Saturday, September 4, 2010

Raccoons in the walls

This morning around 5:30, Heather and I woke up because of some loud banging next door.  We have watched too many TV specials about serial killers and both suspected that our neighbor had been subdued, bound, and left in a back room while his tormentor found pointy tools or stopped to pee.  The banging was our neighbor's desperate attempt to get our attention so we could save him, and I was afraid that, hours later, we would have to explain to cops and the man's grief-stricken family that we had heard his cries for help but ignored them because we were so sleepy.
Turns out that the guy actually was just banging on his walls because raccoons were nesting there and he wanted them out. 

Wednesday morning around 5:30, Heather woke me up to say she couldn't wait any longer to inseminate.  We'd agreed to wake up just before six to do it, but she couldn't sleep and we'd been holding back long enough.  I had spoken to Nurse Nina and told her how badly Monday's insemination had gone and how anxious we were about the next one; she said to either do it Tuesday night or Wednesday morning, and I think both Heather and I felt safer waiting till the morning.  Nina reassured me about our first try, saying that we probably were okay, even though it felt very early.

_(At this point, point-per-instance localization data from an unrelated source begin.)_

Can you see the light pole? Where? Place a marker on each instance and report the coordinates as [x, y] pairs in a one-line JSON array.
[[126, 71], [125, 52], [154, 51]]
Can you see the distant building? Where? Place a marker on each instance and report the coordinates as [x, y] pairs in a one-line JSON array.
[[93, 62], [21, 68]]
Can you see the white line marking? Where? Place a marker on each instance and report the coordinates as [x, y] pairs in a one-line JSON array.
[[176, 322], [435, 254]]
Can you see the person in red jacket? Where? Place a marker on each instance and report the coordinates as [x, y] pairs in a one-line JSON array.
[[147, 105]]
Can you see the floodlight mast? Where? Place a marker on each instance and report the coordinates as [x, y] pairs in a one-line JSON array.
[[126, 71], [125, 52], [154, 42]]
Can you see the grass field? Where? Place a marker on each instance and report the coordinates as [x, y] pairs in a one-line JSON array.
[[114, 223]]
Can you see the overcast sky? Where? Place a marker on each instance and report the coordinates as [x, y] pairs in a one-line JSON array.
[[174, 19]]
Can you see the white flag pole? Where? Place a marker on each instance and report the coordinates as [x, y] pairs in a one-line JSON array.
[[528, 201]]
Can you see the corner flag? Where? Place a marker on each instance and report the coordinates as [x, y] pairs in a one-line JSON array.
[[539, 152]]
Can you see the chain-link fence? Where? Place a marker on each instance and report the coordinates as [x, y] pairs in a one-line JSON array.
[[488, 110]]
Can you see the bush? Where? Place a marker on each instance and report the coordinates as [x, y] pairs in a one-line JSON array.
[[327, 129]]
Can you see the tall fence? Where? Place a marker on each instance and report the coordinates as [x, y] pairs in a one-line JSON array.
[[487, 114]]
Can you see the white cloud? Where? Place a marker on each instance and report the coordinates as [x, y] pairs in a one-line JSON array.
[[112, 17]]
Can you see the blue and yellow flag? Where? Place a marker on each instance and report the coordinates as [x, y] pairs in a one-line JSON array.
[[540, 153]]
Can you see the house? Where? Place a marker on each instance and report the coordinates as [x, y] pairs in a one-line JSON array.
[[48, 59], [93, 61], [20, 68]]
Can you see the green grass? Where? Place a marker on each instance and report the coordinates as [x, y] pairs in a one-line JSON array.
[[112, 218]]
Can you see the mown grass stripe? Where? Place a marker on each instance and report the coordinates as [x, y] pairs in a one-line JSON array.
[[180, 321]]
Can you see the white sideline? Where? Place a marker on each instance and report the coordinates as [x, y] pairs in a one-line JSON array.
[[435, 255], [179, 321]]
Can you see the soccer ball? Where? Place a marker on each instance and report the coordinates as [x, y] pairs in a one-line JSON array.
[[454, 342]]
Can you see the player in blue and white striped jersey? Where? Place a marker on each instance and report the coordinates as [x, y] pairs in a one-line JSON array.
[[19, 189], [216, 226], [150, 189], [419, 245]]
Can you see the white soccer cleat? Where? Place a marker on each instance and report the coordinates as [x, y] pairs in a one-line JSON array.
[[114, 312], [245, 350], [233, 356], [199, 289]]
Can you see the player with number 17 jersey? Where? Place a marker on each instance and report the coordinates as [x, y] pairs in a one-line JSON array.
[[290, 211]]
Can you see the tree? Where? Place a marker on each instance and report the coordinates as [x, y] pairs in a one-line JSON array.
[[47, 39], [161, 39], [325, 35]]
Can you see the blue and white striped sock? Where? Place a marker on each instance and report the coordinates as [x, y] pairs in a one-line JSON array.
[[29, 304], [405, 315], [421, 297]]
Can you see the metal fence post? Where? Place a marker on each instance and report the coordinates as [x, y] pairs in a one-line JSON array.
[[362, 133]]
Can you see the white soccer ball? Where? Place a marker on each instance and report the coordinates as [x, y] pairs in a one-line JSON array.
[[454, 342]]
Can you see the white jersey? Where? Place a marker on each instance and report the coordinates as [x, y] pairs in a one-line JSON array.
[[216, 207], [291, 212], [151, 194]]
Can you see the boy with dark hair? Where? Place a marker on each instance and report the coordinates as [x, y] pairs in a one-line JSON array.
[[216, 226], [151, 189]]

Accordingly, Heather and I trekked through the dark to our kitchen, preparing the sample and the syringe we'd practiced with the night before.  We capped it carefully.
We didn't light candles, or turn on music.  In a way, for us, it was actually less stressful to focus all of our attention on the process at hand.  Surprisingly, the hour helped, too: the house and the neighborhood were silent, and everything was dark except for the bedside lamp.  It was just us and the syringe.

We did everything just right.  Heather lay back on her towel, the os and the mucus were perfect, and the semen arced against her cervix.
We didn't have sex.  There was no orgasm like we'd planned.  Instead, we curled up against each other in the dark and fell back to sleep, imagining her warm body welcoming the sperm.

Days later, Heather has been experiencing cramps, and our brief look at her cervix Thursday showed some blue-ish purple.  Doing a good job the second time has given us a boost of confidence and optimism, so any sign of fatigue or discomfort makes us inappropriately giddy, and I think we're both quietly, shyly convinced that it worked.

Two weeks ago when I ordered the tank, the guy at the Cryobank said our donor only had five ICI vials left.